Park et al. - Generative Agents	Useful conceptual framing for persistent role-consistent simulacra.
Approaching Human-Level Forecasting with Language Models	Bridge from persona simulation to forecast quality.
Exploring Decentralized Prediction Markets on Polymarket	Useful grounding if we want to justify Polymarket as a serious target.
Hu et al. - LoRA	Base adaptation method for the project.
RoleLLM	Closest benchmark literature on role-playing ability.
Are Large Language Models Actually Good at Text Style Transfer?	Good caution against over-reading surface imitation.

The article should probably lean on one idea above all others: success here would not prove that a model can "know the future." It would show that official political language is structured and coordinated enough to be forecastable.
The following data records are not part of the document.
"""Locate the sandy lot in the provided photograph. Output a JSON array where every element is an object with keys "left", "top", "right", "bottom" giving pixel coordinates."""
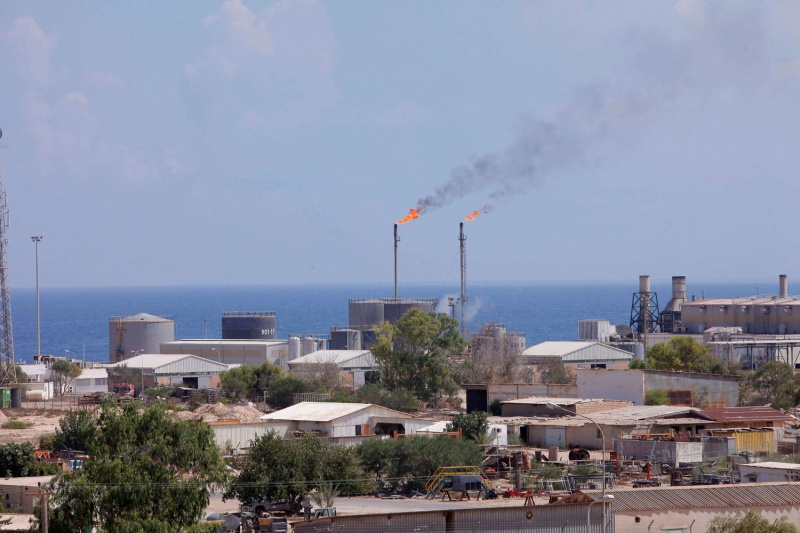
[{"left": 0, "top": 409, "right": 63, "bottom": 445}]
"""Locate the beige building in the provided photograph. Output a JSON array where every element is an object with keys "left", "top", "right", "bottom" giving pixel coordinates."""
[{"left": 521, "top": 341, "right": 632, "bottom": 369}]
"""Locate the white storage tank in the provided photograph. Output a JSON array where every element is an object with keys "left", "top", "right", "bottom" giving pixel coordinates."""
[{"left": 109, "top": 313, "right": 174, "bottom": 362}]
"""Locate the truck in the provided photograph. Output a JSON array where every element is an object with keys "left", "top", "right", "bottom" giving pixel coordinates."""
[{"left": 112, "top": 383, "right": 135, "bottom": 398}]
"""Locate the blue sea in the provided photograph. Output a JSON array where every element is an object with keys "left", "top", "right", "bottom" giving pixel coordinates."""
[{"left": 8, "top": 280, "right": 779, "bottom": 364}]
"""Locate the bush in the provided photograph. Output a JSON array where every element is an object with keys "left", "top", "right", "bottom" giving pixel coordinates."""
[
  {"left": 357, "top": 436, "right": 482, "bottom": 480},
  {"left": 645, "top": 388, "right": 669, "bottom": 406},
  {"left": 2, "top": 420, "right": 31, "bottom": 429},
  {"left": 38, "top": 433, "right": 57, "bottom": 450}
]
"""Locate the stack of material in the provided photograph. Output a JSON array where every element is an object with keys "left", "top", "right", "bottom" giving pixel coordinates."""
[{"left": 173, "top": 403, "right": 266, "bottom": 423}]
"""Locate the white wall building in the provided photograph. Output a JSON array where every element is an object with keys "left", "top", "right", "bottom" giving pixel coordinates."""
[
  {"left": 521, "top": 341, "right": 632, "bottom": 369},
  {"left": 739, "top": 462, "right": 800, "bottom": 483},
  {"left": 160, "top": 340, "right": 289, "bottom": 367},
  {"left": 72, "top": 368, "right": 109, "bottom": 394},
  {"left": 287, "top": 350, "right": 377, "bottom": 390},
  {"left": 99, "top": 353, "right": 231, "bottom": 390},
  {"left": 260, "top": 402, "right": 431, "bottom": 446}
]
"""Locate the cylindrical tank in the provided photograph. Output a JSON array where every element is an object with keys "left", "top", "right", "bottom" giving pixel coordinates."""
[
  {"left": 302, "top": 337, "right": 317, "bottom": 356},
  {"left": 222, "top": 311, "right": 277, "bottom": 340},
  {"left": 109, "top": 313, "right": 175, "bottom": 362},
  {"left": 780, "top": 275, "right": 788, "bottom": 298},
  {"left": 672, "top": 276, "right": 687, "bottom": 301},
  {"left": 288, "top": 337, "right": 301, "bottom": 360},
  {"left": 329, "top": 329, "right": 361, "bottom": 350},
  {"left": 383, "top": 298, "right": 437, "bottom": 324},
  {"left": 349, "top": 299, "right": 384, "bottom": 328},
  {"left": 25, "top": 390, "right": 44, "bottom": 402}
]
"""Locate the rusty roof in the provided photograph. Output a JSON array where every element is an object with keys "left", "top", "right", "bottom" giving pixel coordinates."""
[
  {"left": 700, "top": 406, "right": 795, "bottom": 423},
  {"left": 575, "top": 482, "right": 800, "bottom": 512}
]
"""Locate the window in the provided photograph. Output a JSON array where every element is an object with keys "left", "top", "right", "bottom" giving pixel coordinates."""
[{"left": 355, "top": 425, "right": 362, "bottom": 436}]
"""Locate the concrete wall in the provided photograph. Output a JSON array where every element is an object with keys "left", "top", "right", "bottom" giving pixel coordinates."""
[
  {"left": 740, "top": 465, "right": 800, "bottom": 483},
  {"left": 614, "top": 439, "right": 703, "bottom": 466},
  {"left": 211, "top": 422, "right": 287, "bottom": 450},
  {"left": 578, "top": 369, "right": 645, "bottom": 404},
  {"left": 644, "top": 370, "right": 739, "bottom": 407},
  {"left": 486, "top": 383, "right": 577, "bottom": 404},
  {"left": 577, "top": 400, "right": 633, "bottom": 415}
]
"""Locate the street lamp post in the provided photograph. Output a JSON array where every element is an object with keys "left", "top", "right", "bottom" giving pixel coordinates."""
[
  {"left": 132, "top": 349, "right": 144, "bottom": 396},
  {"left": 547, "top": 402, "right": 612, "bottom": 533},
  {"left": 211, "top": 347, "right": 221, "bottom": 364},
  {"left": 31, "top": 236, "right": 42, "bottom": 357},
  {"left": 587, "top": 494, "right": 614, "bottom": 532}
]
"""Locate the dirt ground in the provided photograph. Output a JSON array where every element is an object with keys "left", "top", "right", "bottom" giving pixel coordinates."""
[{"left": 0, "top": 408, "right": 64, "bottom": 445}]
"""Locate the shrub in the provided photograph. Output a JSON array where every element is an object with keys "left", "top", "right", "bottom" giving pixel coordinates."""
[
  {"left": 645, "top": 388, "right": 669, "bottom": 406},
  {"left": 2, "top": 420, "right": 31, "bottom": 429}
]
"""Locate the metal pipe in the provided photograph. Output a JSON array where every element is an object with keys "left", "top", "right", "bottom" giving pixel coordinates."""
[{"left": 31, "top": 236, "right": 42, "bottom": 357}]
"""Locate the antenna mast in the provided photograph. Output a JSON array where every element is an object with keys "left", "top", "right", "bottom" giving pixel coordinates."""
[{"left": 0, "top": 173, "right": 16, "bottom": 385}]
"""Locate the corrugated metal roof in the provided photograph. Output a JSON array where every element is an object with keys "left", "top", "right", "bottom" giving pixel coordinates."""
[
  {"left": 700, "top": 406, "right": 795, "bottom": 423},
  {"left": 592, "top": 405, "right": 704, "bottom": 421},
  {"left": 501, "top": 396, "right": 607, "bottom": 406},
  {"left": 577, "top": 482, "right": 800, "bottom": 511},
  {"left": 740, "top": 462, "right": 800, "bottom": 471},
  {"left": 288, "top": 350, "right": 374, "bottom": 367},
  {"left": 522, "top": 341, "right": 631, "bottom": 360},
  {"left": 106, "top": 353, "right": 228, "bottom": 372},
  {"left": 260, "top": 402, "right": 413, "bottom": 422}
]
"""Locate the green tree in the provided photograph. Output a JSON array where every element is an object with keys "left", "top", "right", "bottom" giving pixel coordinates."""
[
  {"left": 538, "top": 358, "right": 576, "bottom": 384},
  {"left": 266, "top": 373, "right": 313, "bottom": 409},
  {"left": 50, "top": 360, "right": 82, "bottom": 395},
  {"left": 54, "top": 409, "right": 96, "bottom": 452},
  {"left": 0, "top": 443, "right": 60, "bottom": 477},
  {"left": 644, "top": 388, "right": 669, "bottom": 405},
  {"left": 14, "top": 365, "right": 27, "bottom": 383},
  {"left": 446, "top": 412, "right": 489, "bottom": 441},
  {"left": 707, "top": 510, "right": 797, "bottom": 533},
  {"left": 628, "top": 359, "right": 646, "bottom": 369},
  {"left": 44, "top": 401, "right": 229, "bottom": 532},
  {"left": 645, "top": 337, "right": 726, "bottom": 374},
  {"left": 226, "top": 432, "right": 371, "bottom": 512},
  {"left": 371, "top": 308, "right": 466, "bottom": 404},
  {"left": 740, "top": 361, "right": 800, "bottom": 410},
  {"left": 357, "top": 436, "right": 482, "bottom": 481},
  {"left": 107, "top": 365, "right": 143, "bottom": 394}
]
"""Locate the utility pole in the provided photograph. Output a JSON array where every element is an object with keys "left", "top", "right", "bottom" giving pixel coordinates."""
[
  {"left": 31, "top": 236, "right": 42, "bottom": 357},
  {"left": 27, "top": 482, "right": 52, "bottom": 533},
  {"left": 393, "top": 224, "right": 399, "bottom": 299}
]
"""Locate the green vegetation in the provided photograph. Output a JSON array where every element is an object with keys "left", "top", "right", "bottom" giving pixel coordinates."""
[
  {"left": 707, "top": 510, "right": 797, "bottom": 533},
  {"left": 50, "top": 359, "right": 82, "bottom": 395},
  {"left": 739, "top": 361, "right": 800, "bottom": 410},
  {"left": 0, "top": 442, "right": 60, "bottom": 477},
  {"left": 446, "top": 412, "right": 489, "bottom": 441},
  {"left": 537, "top": 358, "right": 576, "bottom": 384},
  {"left": 44, "top": 401, "right": 229, "bottom": 532},
  {"left": 329, "top": 383, "right": 420, "bottom": 412},
  {"left": 226, "top": 432, "right": 371, "bottom": 512},
  {"left": 53, "top": 408, "right": 96, "bottom": 452},
  {"left": 106, "top": 365, "right": 143, "bottom": 394},
  {"left": 644, "top": 388, "right": 669, "bottom": 406},
  {"left": 645, "top": 337, "right": 729, "bottom": 374},
  {"left": 14, "top": 365, "right": 27, "bottom": 383},
  {"left": 356, "top": 436, "right": 482, "bottom": 482},
  {"left": 219, "top": 362, "right": 316, "bottom": 408},
  {"left": 1, "top": 420, "right": 31, "bottom": 429},
  {"left": 371, "top": 308, "right": 466, "bottom": 405}
]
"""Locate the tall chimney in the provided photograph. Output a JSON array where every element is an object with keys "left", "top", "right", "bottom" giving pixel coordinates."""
[
  {"left": 459, "top": 222, "right": 467, "bottom": 337},
  {"left": 672, "top": 276, "right": 687, "bottom": 303},
  {"left": 394, "top": 224, "right": 399, "bottom": 299},
  {"left": 639, "top": 275, "right": 651, "bottom": 294},
  {"left": 639, "top": 275, "right": 650, "bottom": 334},
  {"left": 780, "top": 274, "right": 788, "bottom": 299}
]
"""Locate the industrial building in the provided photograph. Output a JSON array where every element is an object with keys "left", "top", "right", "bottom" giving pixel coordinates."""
[
  {"left": 464, "top": 382, "right": 577, "bottom": 413},
  {"left": 72, "top": 368, "right": 108, "bottom": 395},
  {"left": 681, "top": 275, "right": 800, "bottom": 335},
  {"left": 259, "top": 401, "right": 432, "bottom": 445},
  {"left": 109, "top": 313, "right": 174, "bottom": 361},
  {"left": 287, "top": 349, "right": 377, "bottom": 390},
  {"left": 100, "top": 353, "right": 229, "bottom": 389},
  {"left": 739, "top": 463, "right": 800, "bottom": 483},
  {"left": 159, "top": 339, "right": 288, "bottom": 367},
  {"left": 521, "top": 341, "right": 633, "bottom": 369},
  {"left": 470, "top": 323, "right": 526, "bottom": 356}
]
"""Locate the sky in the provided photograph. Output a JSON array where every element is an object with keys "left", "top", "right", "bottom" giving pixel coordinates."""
[{"left": 1, "top": 1, "right": 800, "bottom": 289}]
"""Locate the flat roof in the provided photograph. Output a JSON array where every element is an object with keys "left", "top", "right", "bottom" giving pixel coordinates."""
[
  {"left": 741, "top": 462, "right": 800, "bottom": 471},
  {"left": 261, "top": 402, "right": 411, "bottom": 422},
  {"left": 289, "top": 350, "right": 372, "bottom": 365},
  {"left": 500, "top": 397, "right": 608, "bottom": 406}
]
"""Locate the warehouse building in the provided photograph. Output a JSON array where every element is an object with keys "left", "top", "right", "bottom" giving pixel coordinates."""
[
  {"left": 101, "top": 353, "right": 229, "bottom": 389},
  {"left": 159, "top": 339, "right": 288, "bottom": 367},
  {"left": 287, "top": 350, "right": 377, "bottom": 390},
  {"left": 521, "top": 341, "right": 632, "bottom": 369}
]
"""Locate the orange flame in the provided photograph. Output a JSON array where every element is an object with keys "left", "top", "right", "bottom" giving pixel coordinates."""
[
  {"left": 397, "top": 207, "right": 421, "bottom": 224},
  {"left": 464, "top": 210, "right": 481, "bottom": 222}
]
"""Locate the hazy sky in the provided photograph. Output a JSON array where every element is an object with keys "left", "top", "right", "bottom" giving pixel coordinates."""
[{"left": 1, "top": 1, "right": 799, "bottom": 289}]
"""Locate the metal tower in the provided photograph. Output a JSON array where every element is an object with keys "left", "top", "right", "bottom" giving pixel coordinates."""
[
  {"left": 459, "top": 222, "right": 467, "bottom": 337},
  {"left": 630, "top": 275, "right": 661, "bottom": 335},
  {"left": 0, "top": 174, "right": 16, "bottom": 385}
]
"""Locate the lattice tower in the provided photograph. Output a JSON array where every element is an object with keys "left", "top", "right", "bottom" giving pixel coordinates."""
[{"left": 0, "top": 172, "right": 15, "bottom": 385}]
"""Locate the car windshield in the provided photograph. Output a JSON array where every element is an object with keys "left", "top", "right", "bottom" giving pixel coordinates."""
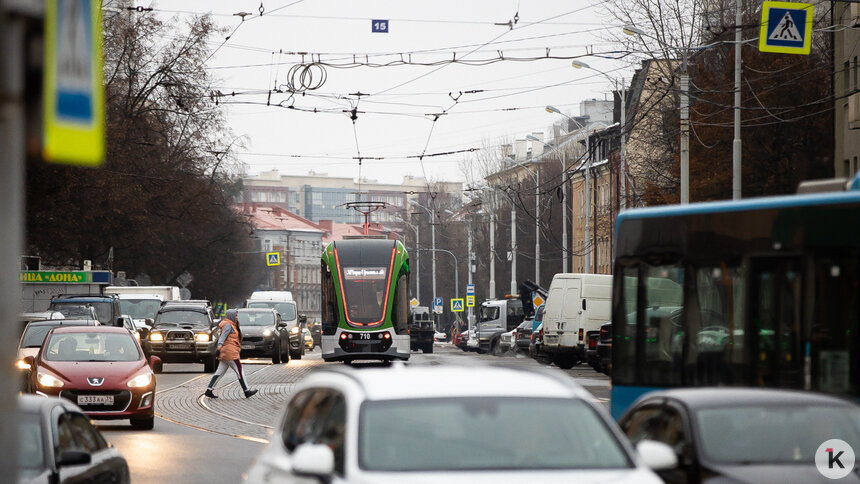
[
  {"left": 19, "top": 413, "right": 44, "bottom": 470},
  {"left": 21, "top": 325, "right": 57, "bottom": 348},
  {"left": 238, "top": 311, "right": 275, "bottom": 326},
  {"left": 359, "top": 397, "right": 630, "bottom": 471},
  {"left": 52, "top": 304, "right": 96, "bottom": 320},
  {"left": 479, "top": 306, "right": 499, "bottom": 322},
  {"left": 155, "top": 310, "right": 208, "bottom": 327},
  {"left": 43, "top": 332, "right": 141, "bottom": 362},
  {"left": 119, "top": 299, "right": 162, "bottom": 320},
  {"left": 53, "top": 301, "right": 112, "bottom": 324},
  {"left": 696, "top": 404, "right": 860, "bottom": 464},
  {"left": 247, "top": 301, "right": 296, "bottom": 321}
]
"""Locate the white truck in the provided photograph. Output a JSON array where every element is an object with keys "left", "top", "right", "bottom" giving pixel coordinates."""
[
  {"left": 540, "top": 273, "right": 613, "bottom": 369},
  {"left": 104, "top": 286, "right": 182, "bottom": 329}
]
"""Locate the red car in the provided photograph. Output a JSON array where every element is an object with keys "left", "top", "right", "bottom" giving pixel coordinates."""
[{"left": 23, "top": 325, "right": 161, "bottom": 430}]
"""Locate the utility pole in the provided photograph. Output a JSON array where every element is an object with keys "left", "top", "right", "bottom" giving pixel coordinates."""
[
  {"left": 510, "top": 200, "right": 517, "bottom": 295},
  {"left": 534, "top": 170, "right": 540, "bottom": 285},
  {"left": 431, "top": 207, "right": 436, "bottom": 309},
  {"left": 619, "top": 77, "right": 627, "bottom": 210},
  {"left": 584, "top": 133, "right": 591, "bottom": 273},
  {"left": 732, "top": 0, "right": 742, "bottom": 200},
  {"left": 1, "top": 2, "right": 36, "bottom": 478},
  {"left": 489, "top": 189, "right": 496, "bottom": 299},
  {"left": 467, "top": 221, "right": 474, "bottom": 327},
  {"left": 561, "top": 146, "right": 568, "bottom": 273},
  {"left": 680, "top": 51, "right": 690, "bottom": 204}
]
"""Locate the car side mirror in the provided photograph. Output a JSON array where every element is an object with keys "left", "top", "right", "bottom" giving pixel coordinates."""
[
  {"left": 277, "top": 321, "right": 287, "bottom": 328},
  {"left": 116, "top": 317, "right": 124, "bottom": 327},
  {"left": 292, "top": 443, "right": 334, "bottom": 481},
  {"left": 57, "top": 449, "right": 91, "bottom": 467},
  {"left": 636, "top": 440, "right": 678, "bottom": 471},
  {"left": 23, "top": 355, "right": 35, "bottom": 368},
  {"left": 149, "top": 355, "right": 162, "bottom": 368},
  {"left": 145, "top": 318, "right": 154, "bottom": 326}
]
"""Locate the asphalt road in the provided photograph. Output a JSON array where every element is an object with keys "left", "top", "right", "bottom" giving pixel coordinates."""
[{"left": 99, "top": 343, "right": 610, "bottom": 483}]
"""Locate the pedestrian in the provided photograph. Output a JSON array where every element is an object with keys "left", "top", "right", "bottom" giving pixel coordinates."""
[{"left": 204, "top": 308, "right": 258, "bottom": 399}]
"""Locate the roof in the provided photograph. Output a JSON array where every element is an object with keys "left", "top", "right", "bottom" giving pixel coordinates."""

Concrete Research Questions

Does a Karoline-specific LoRA beat the base model on held-out phrase prediction?
Does it beat a retrieval-only baseline built from prior briefings?
Does it add anything on top of same-day White House context?
Can it beat Polymarket prices on a subset of wording markets, or at least improve calibration when combined with them?
Does the adapter mostly change tone, or does it genuinely improve content prediction?

Immediate Build Plan

1. Build a dated corpus of official Leavitt appearances with source URLs and deduplication. 2. Mark each item by source quality: official transcript, official caption, broadcast transcript, or manually recovered transcript. 3. Build a companion context dataset from same-day White House remarks, calendar items, executive actions, and major news triggers. 4. Collect historical wording-sensitive prediction markets and normalize their settlement rules. 5. Run a baseline stack before any LoRA training: generic frontier model, base local model, retrieval-only baseline, and market-implied probabilities. 6. Only then test whether a LoRA adds incremental predictive signal.

Open Questions

How much official Leavitt transcript material actually exists in reusable text form?
How often do briefing words matter because of Leavitt specifically, versus because the administration's line was already obvious?
Which market formulations are robust enough for evaluation, and which are too settlement-fragile?
Is the right unit a full simulated briefing, or a narrower next-answer / phrase-probability task?

For now, the right posture is to treat this as a research workbench: collect the corpus, define the clean benchmark, and resist the temptation to celebrate a style clone before we know whether it predicts anything tradable.